Keponakan Surya Paloh Pietra Machreza Resmi Pimpin NasDem Kepri, Gantikan Amsakar Achmad
Pietra Machreza Paloh keponakan Surya Paloh ditunjuk sebagai Ketua DPW NasDem Kepri untuk masa bakti 2026–2029.
Batam, Batamnews – Kursi pimpinan tertinggi Dewan Pimpinan Wilayah (DPW) Partai NasDem Provinsi Kepulauan Riau resmi berganti. Pietra Machreza Paloh ditunjuk sebagai Ketua DPW NasDem Kepri untuk masa bakti 2026–2029, menggantikan Amsakar Achmad yang memilih untuk tidak melanjutkan jabatannya.
Pergantian ini tertuang dalam Surat Keputusan DPP Partai NasDem Nomor 66-Kpts/DPP-NasDem/II/2026 yang ditandatangani Ketua Umum Surya Paloh dan Sekretaris Jenderal Hermawi F Taslim pada 18 Februari 2026.
Dalam struktur baru itu, posisi Sekretaris dipercayakan kepada Endang Dwi Socowati, sementara Bendahara diisi oleh Khazalik.
Baca juga: Resmi Mundur dari Ketua NasDem Kepri, Amsakar Beri Alasan Menohok
Informasi yang berkembang, Amsakar sebelumnya telah menerima SK sebagai Ketua DPW pada Agustus 2025 lalu. Namun, karena berbagai pertimbangan, ia memilih tidak melanjutkan amanat tersebut.
Pietra memastikan, meski terjadi peralihan pimpinan, kondisi internal partai tetap solid.
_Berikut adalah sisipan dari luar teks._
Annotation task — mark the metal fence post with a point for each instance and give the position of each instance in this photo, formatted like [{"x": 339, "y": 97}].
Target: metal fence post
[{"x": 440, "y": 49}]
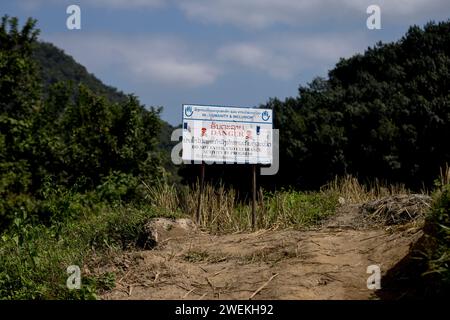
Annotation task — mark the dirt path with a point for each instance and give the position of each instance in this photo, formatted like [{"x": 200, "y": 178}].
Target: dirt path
[{"x": 327, "y": 263}]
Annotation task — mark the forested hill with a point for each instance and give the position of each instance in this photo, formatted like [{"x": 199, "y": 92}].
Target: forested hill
[{"x": 55, "y": 65}]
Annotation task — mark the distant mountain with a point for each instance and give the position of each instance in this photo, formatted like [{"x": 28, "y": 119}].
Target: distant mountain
[{"x": 55, "y": 65}]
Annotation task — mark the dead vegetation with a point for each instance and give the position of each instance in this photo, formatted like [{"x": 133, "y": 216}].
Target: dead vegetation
[{"x": 397, "y": 209}]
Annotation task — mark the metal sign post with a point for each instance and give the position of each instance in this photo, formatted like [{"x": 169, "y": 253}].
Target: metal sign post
[
  {"x": 201, "y": 182},
  {"x": 227, "y": 135},
  {"x": 254, "y": 196}
]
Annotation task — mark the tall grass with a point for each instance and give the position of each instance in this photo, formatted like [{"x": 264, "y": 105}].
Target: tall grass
[{"x": 223, "y": 211}]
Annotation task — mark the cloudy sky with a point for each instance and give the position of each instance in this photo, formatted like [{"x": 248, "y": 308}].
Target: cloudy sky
[{"x": 225, "y": 52}]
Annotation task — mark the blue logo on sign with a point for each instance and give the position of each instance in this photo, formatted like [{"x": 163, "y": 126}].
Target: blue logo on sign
[{"x": 188, "y": 111}]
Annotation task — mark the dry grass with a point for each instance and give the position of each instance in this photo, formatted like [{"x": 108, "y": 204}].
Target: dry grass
[
  {"x": 352, "y": 191},
  {"x": 222, "y": 211}
]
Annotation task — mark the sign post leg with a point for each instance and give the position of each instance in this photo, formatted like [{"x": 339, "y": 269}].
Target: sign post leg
[
  {"x": 202, "y": 180},
  {"x": 254, "y": 196}
]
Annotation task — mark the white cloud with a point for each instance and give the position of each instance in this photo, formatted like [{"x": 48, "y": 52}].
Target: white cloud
[
  {"x": 264, "y": 13},
  {"x": 164, "y": 61},
  {"x": 113, "y": 4},
  {"x": 284, "y": 57}
]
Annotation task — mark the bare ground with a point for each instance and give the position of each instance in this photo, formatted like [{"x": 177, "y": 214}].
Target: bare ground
[{"x": 329, "y": 262}]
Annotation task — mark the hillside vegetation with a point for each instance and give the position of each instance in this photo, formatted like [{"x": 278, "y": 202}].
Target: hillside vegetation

Ia menegaskan bahwa Amsakar hingga kini masih merupakan bagian dari keluarga besar NasDem dan tidak ada persoalan terkait loyalitas.
“Sampai saat ini Pak Amsakar masih tegak lurus dengan Ketua Umum Partai NasDem, Bapak Surya Paloh,” kata Pietra saat dihubungi, Senin, 23 Februari 2026.
Menurut Pietra, keputusan Amsakar tidak lagi menjabat sebagai Ketua DPW didasari oleh pertimbangan objektif. Aktivitasnya sebagai Wali Kota Batam sekaligus Kepala BP Batam dinilai cukup padat, sehingga dikhawatirkan mengganggu efektivitas kerja partai.
“Kita maklumi kondisi kesibukan beliau. Yang terpenting, NasDem harus tetap bergerak dan melayani kepentingan masyarakat,” ujarnya.
Dikonfirmasi terpisah, Amsakar Achmad membenarkan bahwa ia untuk sementara waktu mundur dari kepengurusan partai. Ia ingin memusatkan perhatian pada sejumlah persoalan mendesak yang dihadapi masyarakat Batam, seperti banjir, sampah, dan ketersediaan air bersih.
"Bapak rencananya tidak menjadi pengurus partai untuk sementara waktu, sampai dengan kerja-kerja besar soal banjir, soal sampah, soal air ini selesai," ujar Amsakar, Senin, 23 Februari 2026.
Baca juga: Tahap Awal 2026: Ranperda Cadangan Pangan & Rencana Industri Tanjungpinang 2045 Dibahas DPRD
Ia menambahkan, intensitas tugas di Pemerintah Kota Batam dan BP Batam sangat tinggi. Karena itu, ia harus memilih prioritas agar pelayanan kepada masyarakat tetap maksimal.
"Informasinya bahwa untuk sementara ini lebih fokus untuk menyelesaikan pekerjaan-pekerjaan yang butuh fokus ya, yang butuh penanganan total di Batam. Tentu saja ruang untuk mengurus partai menjadi sangat terbatas," pungkasnya.